Guardate un po’ cosa succede ogni anno (da almeno vent’anni) a proposito di qualità del mare, funzionamento dei depuratori, politica turistica, sistema dei rifiuti. A giugno si grida ‘al mare al mare’, giusto il tempo di rovinare le vacanze ai turisti e poi la stagione agli imprenditori del settore. Ma a settembre tutto è come prima, peggio di prima. Lo stesso discorso vale per la difesa delle coste, la gestione dei rifiuti, l’inquinamento dei corsi d’acqua, la difesa della montagna, la politica agricola, trasporti, infrastrutture, formazione professionale e lavoro. Chiacchiere, tempo perso, risorse comunitarie rispedite al mittente. Questa è la Regione Calabria. Questo sono molte altre Regioni italiane. Soprattutto per quell’impianto burocratico-amministrativo che blocca tutto, fa danni a province e comuni, mortifica imprese e cittadini e sopravvive a sé stesso nei decenni.

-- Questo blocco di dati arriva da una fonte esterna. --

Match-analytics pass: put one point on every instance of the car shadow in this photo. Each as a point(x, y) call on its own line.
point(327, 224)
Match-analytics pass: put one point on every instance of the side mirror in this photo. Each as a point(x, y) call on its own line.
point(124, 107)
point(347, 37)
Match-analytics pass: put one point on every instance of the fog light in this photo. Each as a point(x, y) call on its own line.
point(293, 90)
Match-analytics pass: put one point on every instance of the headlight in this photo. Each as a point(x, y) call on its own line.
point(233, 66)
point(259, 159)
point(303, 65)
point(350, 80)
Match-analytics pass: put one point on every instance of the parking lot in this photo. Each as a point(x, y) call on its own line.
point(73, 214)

Le Regioni dovrebbero esclusivamente legiferare e programmare per le materie di competenza, coordinando le province e i comuni nel loro esercizio amministrativo e gestionale e nel governo dei territori. Le Regioni dovrebbero essere alleggerite, rendendole snelle e rapide nella loro attività. Alle province e anche, se non soprattutto, ai comuni devono andare i compiti di gestione, le funzioni, le risorse e il personale. Rafforzare i comuni è diventata un tema di straordinaria urgenza democratica! I comuni stanno morendo, soffocati dai tagli senza fine, senza personale, senza mezzi a disposizione. Negli ultimi dieci anni hanno subito tagli devastanti.
Nell’epoca dell’antipolitica, del populismo e del preoccupante avanzare di un neo-giustizialismo pilotato e giustificato da una nuova ‘casta’ che intende sostituirsi all’attuale ‘casta’, la necessità di ragionare con maggiore giudizio e serenità si fa sempre più necessario.